Department of Epidemiology, Harvard School of Public Health, Boston, Massachusetts 02115, USA.
Genet Epidemiol. 2009 Dec;33(8):717-28. doi: 10.1002/gepi.20424.
Genome-wide association studies (GWAS) require considerable investment, so researchers often study multiple traits collected on the same set of subjects to maximize return. However, many GWAS have adopted a case-control design; improperly accounting for case-control ascertainment can lead to biased estimates of association between markers and secondary traits. We show that under the null hypothesis of no marker-secondary trait association, naïve analyses that ignore ascertainment or stratify on case-control status have proper Type I error rates except when both the marker and secondary trait are independently associated with disease risk. Under the alternative hypothesis, these methods are unbiased when the secondary trait is not associated with disease risk. We also show that inverse-probability-of-sampling-weighted (IPW) regression provides unbiased estimates of marker-secondary trait association. We use simulation to quantify the Type I error, power and bias of naïve and IPW methods. IPW regression has appropriate Type I error in all situations we consider, but has lower power than naïve analyses. The bias for naïve analyses is small provided the marker is independent of disease risk. Considering the majority of tested markers in a GWAS are not associated with disease risk, naïve analyses provide valid tests of and nearly unbiased estimates of marker-secondary trait association. Care must be taken when there is evidence that both the secondary trait and tested marker are associated with the primary disease, a situation we illustrate using an analysis of the relationship between a marker in FGFR2 and mammographic density in a breast cancer case-control sample.
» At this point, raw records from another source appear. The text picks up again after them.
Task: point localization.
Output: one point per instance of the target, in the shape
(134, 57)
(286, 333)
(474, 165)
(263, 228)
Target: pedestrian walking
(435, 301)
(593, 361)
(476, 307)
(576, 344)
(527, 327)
全基因组关联研究(GWAS)需要大量的投资,因此研究人员经常研究同一组受试者的多种特征,以最大限度地提高回报。然而,许多 GWAS 采用了病例对照设计;不正确地考虑病例对照的确定可能导致标记物与次要特征之间关联的有偏估计。我们表明,在没有标记物-次要特征关联的零假设下,忽略确定或对病例对照状态分层的幼稚分析具有适当的Ⅰ型错误率,除非标记物和次要特征都独立与疾病风险相关。在替代假设下,当次要特征与疾病风险无关时,这些方法是无偏的。我们还表明,反抽样概率加权(IPW)回归提供了标记物-次要特征关联的无偏估计。我们使用模拟来量化幼稚和 IPW 方法的Ⅰ型错误、功效和偏差。在我们考虑的所有情况下,IPW 回归都具有适当的Ⅰ型错误,但功效低于幼稚分析。只要标记物独立于疾病风险,幼稚分析的偏差就很小。考虑到 GWAS 中大多数测试的标记物都与疾病风险无关,幼稚分析提供了对标记物-次要特征关联的有效检验和几乎无偏的估计。当有证据表明次要特征和测试标记物都与主要疾病相关时,必须谨慎,我们使用在乳腺癌病例对照样本中 FGFR2 中的标记物与乳房 X 光密度之间的关系分析来说明这种情况。